(from cooking light)
Not to be confused with the chard and white bean soup I made a month ago! Needless to say, I loves me my greens 'n beans.
I tweaked the recipe somewhat, as I didn't feel like making croutons (who does?), I also used veggie stock instead of water - there are so few ingredients as it is, I wanted to ensure maximum flavour. So comforting and yummy - and easy - perfect for weeknights.
A bunch of rapini
1 tbsp olive oil
2 cups coarsely chopped onion
¼ tsp crushed red pepper (I likely used more)
3 garlic cloves, minced
½ tsp sea salt (added black pepper too)
4 cups veggie stock (plus one cup water)
some Parmigiano-Reggiano cheese rinds (I keep them in the freezer)
Remove and discard tough ends from rapini stems; coarsley chop.

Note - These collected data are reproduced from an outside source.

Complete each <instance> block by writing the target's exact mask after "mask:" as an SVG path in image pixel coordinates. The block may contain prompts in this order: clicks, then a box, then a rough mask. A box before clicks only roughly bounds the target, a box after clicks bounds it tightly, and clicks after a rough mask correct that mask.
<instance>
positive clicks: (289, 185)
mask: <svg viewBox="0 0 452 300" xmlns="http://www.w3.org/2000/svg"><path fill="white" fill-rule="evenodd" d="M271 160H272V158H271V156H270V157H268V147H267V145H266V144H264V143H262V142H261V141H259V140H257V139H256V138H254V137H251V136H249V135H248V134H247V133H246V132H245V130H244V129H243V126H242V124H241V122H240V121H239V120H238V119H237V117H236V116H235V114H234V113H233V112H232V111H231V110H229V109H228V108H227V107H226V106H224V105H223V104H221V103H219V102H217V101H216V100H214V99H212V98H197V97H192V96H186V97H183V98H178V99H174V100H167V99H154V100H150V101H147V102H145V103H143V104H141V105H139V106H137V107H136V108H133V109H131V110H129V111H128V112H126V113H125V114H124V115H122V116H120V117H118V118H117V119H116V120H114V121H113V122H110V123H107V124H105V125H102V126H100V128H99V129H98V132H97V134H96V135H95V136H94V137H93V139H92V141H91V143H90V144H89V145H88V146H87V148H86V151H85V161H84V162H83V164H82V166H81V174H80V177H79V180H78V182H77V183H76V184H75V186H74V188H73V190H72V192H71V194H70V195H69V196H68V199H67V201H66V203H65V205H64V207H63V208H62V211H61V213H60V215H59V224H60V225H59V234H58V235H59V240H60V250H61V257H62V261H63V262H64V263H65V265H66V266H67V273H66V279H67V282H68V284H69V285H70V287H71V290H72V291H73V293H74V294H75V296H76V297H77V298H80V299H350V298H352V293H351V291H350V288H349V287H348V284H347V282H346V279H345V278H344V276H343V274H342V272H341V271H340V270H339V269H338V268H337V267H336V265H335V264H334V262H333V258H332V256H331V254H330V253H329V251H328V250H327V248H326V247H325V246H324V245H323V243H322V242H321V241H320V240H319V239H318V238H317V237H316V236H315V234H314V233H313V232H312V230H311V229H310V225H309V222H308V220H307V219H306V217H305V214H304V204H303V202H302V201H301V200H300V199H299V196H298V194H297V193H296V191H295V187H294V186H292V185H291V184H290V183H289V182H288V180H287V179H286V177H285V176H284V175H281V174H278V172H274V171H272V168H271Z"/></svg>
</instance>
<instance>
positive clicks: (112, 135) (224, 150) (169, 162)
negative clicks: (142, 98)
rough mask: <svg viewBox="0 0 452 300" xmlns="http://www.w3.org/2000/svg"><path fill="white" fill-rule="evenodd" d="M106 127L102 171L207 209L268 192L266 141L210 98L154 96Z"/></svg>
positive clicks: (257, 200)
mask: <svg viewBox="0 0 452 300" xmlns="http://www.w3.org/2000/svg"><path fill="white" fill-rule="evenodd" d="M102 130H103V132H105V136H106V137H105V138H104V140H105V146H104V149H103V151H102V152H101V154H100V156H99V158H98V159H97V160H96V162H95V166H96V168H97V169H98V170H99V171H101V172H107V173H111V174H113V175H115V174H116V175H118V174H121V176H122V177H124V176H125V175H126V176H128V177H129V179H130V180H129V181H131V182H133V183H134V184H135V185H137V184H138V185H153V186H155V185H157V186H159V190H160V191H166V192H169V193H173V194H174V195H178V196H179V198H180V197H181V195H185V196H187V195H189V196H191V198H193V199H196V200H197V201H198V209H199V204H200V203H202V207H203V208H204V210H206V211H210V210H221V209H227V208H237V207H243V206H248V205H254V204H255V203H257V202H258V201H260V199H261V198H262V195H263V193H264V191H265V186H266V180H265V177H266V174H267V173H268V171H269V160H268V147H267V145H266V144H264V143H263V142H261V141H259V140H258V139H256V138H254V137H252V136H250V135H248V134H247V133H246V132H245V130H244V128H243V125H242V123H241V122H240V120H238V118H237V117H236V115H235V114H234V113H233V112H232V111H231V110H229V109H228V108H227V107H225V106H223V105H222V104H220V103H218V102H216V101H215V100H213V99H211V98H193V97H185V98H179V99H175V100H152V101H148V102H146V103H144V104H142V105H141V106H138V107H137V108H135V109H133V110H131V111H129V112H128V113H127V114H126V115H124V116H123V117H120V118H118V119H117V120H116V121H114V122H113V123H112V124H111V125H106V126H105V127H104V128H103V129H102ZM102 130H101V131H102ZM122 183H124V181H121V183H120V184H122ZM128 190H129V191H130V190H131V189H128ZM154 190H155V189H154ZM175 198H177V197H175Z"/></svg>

Heat oil in a large Dutch oven over medium heat. Add onion; cook 5 minutes, stirring frequently. Add red pepper and garlic cloves; cook 1 minute, stirring constantly. Add rapini and salt, and cook another minute - infusing the flavours. Add stock, water and cheese rinds. Increase heat to medium-high; bring to a boil. Reduce heat, add beans, simmer 15-20 minutes. Discard cheese rinds.